The thing was, I forgot to add


#! /usr/bin/python


As the first line.

altogrande
January 26th, 2009, 01:34 PM
any one please help



# /bin/bash

if [ $# -ne 2 ]; then

print "Usage is: $0 list password"
exit 1
else
list=$1
passwd=$2
fi

#---get the list members

list_members $list &gt; /tmp/$list.members

#---change the user passwords

for member in cat /tmp/$list.members

do
print "==== $member"
withlist -l -r changeuserpw $list $member $passwd

done

rm /tmp/$list.members[/qoute]

altogrande
January 26th, 2009, 01:42 PM
and the error is:



command not foundy: line 2:
'in/change.userpw.py: line 19: syntax error near unexpected token `
'in/change.userpw.py: line 19: `

.Maleficus.
January 26th, 2009, 01:47 PM
Yikes, holy thread necro.

This would be better put in its own thread, but anyways... That isn't Python, that's Bash. I don't do Bash so I can't help but maybe someone else here can decrypt your posts.

eightmillion
January 26th, 2009, 02:03 PM
and the error is:
command not foundy: line 2:
'in/change.userpw.py: line 19: syntax error near unexpected token `
'in/change.userpw.py: line 19: `

The reason you're getting that error is because "print" isn't a bash function. You need to use "echo" or "printf". However, even fixing that isn't going to make your script work. What is "list_members $list &gt; /tmp/$list.members" supposed to do? Is list_members a program or a function of this script? What is "withlist"?

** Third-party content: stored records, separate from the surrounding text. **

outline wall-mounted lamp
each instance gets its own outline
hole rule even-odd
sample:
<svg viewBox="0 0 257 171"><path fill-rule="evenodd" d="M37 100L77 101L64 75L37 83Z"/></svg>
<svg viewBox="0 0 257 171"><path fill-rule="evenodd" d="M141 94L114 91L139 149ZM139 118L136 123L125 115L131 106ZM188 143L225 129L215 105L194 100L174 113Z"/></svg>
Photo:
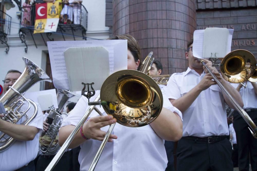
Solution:
<svg viewBox="0 0 257 171"><path fill-rule="evenodd" d="M21 10L21 3L20 1L18 0L13 0L18 5L19 9ZM12 1L12 0L2 0L1 2L2 4L4 6L7 10L10 9L11 8L14 8L15 7L15 5L14 4Z"/></svg>

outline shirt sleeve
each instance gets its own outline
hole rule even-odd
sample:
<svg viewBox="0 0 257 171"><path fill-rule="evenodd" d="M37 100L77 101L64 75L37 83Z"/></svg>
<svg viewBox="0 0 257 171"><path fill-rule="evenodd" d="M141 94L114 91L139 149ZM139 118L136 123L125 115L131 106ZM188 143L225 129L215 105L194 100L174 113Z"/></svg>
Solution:
<svg viewBox="0 0 257 171"><path fill-rule="evenodd" d="M28 124L30 126L33 126L38 128L43 129L43 113L42 112L42 110L40 105L37 103L35 103L38 106L38 114L36 117L35 117ZM30 108L28 111L30 113L31 116L33 115L33 112L34 112L33 109L33 107L31 107Z"/></svg>
<svg viewBox="0 0 257 171"><path fill-rule="evenodd" d="M164 91L169 99L177 99L181 97L180 90L175 79L176 75L173 74L171 76L164 87Z"/></svg>
<svg viewBox="0 0 257 171"><path fill-rule="evenodd" d="M176 113L179 116L179 117L181 118L181 120L183 121L182 118L182 113L181 113L181 112L176 107L173 106L167 97L165 92L162 93L162 96L163 97L163 107L165 107L172 112Z"/></svg>

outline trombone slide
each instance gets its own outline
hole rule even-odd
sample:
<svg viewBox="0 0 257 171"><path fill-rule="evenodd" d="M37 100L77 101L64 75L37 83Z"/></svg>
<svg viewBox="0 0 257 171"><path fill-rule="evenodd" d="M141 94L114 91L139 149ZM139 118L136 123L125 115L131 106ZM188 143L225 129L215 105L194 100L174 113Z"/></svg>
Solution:
<svg viewBox="0 0 257 171"><path fill-rule="evenodd" d="M99 94L97 97L96 98L94 102L98 102L100 99L100 95ZM84 116L81 118L78 123L76 127L74 128L74 129L72 131L70 135L67 138L67 139L64 142L64 143L62 145L61 147L60 148L59 151L54 156L54 157L53 159L51 161L51 162L48 165L47 167L45 169L45 171L49 171L51 170L52 170L53 167L55 166L57 162L59 161L59 160L61 157L65 152L65 150L68 148L68 147L70 145L71 143L71 141L74 139L75 136L78 132L81 126L83 125L84 123L86 121L88 116L90 115L91 112L95 107L95 105L90 106L89 107L85 113Z"/></svg>

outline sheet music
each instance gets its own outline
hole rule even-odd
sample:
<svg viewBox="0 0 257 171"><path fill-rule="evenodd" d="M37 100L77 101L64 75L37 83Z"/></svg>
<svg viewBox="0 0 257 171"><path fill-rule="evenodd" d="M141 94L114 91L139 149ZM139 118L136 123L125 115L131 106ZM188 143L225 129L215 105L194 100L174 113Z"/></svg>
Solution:
<svg viewBox="0 0 257 171"><path fill-rule="evenodd" d="M42 110L49 110L49 107L53 105L54 108L58 108L55 89L34 92L26 92L24 95L26 98L39 104Z"/></svg>
<svg viewBox="0 0 257 171"><path fill-rule="evenodd" d="M53 82L58 88L69 89L63 52L70 48L103 46L109 52L110 74L127 68L126 40L55 41L47 45Z"/></svg>
<svg viewBox="0 0 257 171"><path fill-rule="evenodd" d="M226 54L228 53L231 51L232 36L234 31L233 29L228 29L229 34L227 40ZM193 51L193 55L195 57L200 59L205 58L203 57L203 54L204 31L205 30L197 30L195 31L194 33L194 50ZM211 46L212 45L210 45ZM208 58L209 57L206 57L206 58Z"/></svg>

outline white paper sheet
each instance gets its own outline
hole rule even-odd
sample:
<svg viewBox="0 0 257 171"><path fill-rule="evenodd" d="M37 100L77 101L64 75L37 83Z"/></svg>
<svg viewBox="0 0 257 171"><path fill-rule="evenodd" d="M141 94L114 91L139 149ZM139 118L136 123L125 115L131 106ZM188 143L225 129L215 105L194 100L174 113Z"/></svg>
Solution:
<svg viewBox="0 0 257 171"><path fill-rule="evenodd" d="M24 96L26 98L39 104L43 111L49 110L49 107L53 105L54 108L58 108L55 89L34 92L26 92L24 94Z"/></svg>
<svg viewBox="0 0 257 171"><path fill-rule="evenodd" d="M109 52L110 74L127 68L126 40L55 41L48 42L47 45L53 82L57 88L70 89L63 53L70 48L103 46Z"/></svg>
<svg viewBox="0 0 257 171"><path fill-rule="evenodd" d="M231 51L231 43L232 41L232 36L233 29L229 29L229 34L227 39L227 48L225 53L227 54ZM204 56L204 35L205 30L197 30L195 31L194 33L194 45L193 50L193 55L195 57L200 59L204 58L208 58L210 56ZM222 40L221 40L222 41ZM215 43L218 43L217 42ZM209 46L213 46L212 44L210 44ZM225 57L225 56L223 57Z"/></svg>
<svg viewBox="0 0 257 171"><path fill-rule="evenodd" d="M73 48L64 54L70 90L82 90L82 82L94 82L94 89L101 89L110 75L109 53L106 49L102 46ZM112 70L113 72L113 68Z"/></svg>

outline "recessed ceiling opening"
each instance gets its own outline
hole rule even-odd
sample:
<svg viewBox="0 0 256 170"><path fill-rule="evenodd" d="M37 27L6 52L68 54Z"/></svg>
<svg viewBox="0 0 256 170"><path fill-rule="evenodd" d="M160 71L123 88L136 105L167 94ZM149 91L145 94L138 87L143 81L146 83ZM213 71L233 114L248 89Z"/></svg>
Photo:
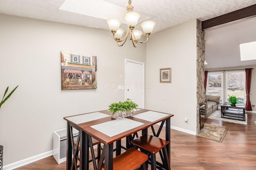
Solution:
<svg viewBox="0 0 256 170"><path fill-rule="evenodd" d="M256 41L239 45L241 61L256 60Z"/></svg>

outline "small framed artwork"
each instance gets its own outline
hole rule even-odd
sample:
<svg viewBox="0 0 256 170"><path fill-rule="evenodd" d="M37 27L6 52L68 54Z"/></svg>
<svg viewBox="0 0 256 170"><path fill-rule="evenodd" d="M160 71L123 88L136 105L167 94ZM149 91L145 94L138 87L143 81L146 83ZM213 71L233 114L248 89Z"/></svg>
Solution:
<svg viewBox="0 0 256 170"><path fill-rule="evenodd" d="M160 82L172 82L172 68L160 68Z"/></svg>

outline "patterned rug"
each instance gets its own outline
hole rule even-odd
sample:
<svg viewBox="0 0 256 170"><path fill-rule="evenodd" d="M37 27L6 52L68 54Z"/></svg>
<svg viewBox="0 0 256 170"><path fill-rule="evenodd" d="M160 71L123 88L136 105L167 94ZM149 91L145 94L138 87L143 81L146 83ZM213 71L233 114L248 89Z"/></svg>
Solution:
<svg viewBox="0 0 256 170"><path fill-rule="evenodd" d="M242 124L243 125L247 124L247 114L245 114L245 121L239 120L235 120L228 118L223 118L221 117L221 111L220 110L216 110L212 113L208 119L213 119L214 120L220 120L224 121L228 121L235 123Z"/></svg>
<svg viewBox="0 0 256 170"><path fill-rule="evenodd" d="M222 142L228 128L205 123L204 128L198 135L219 142Z"/></svg>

for member in cat /tmp/$list.members

This needs to be "for member in `cat /tmp/$list.members`" or "for member in $(cat /tmp/$list.members)" to even have a chance of doing anything.

I'd recommend doing some reading on bash scripting before trying to go any further.

altogrande
January 27th, 2009, 03:14 AM
thanks, yeah you're right i should read more of bash

thanks again

slavik
January 27th, 2009, 03:43 AM
Thread closed. Original OP can't read this anyway. Please don't reuse threads.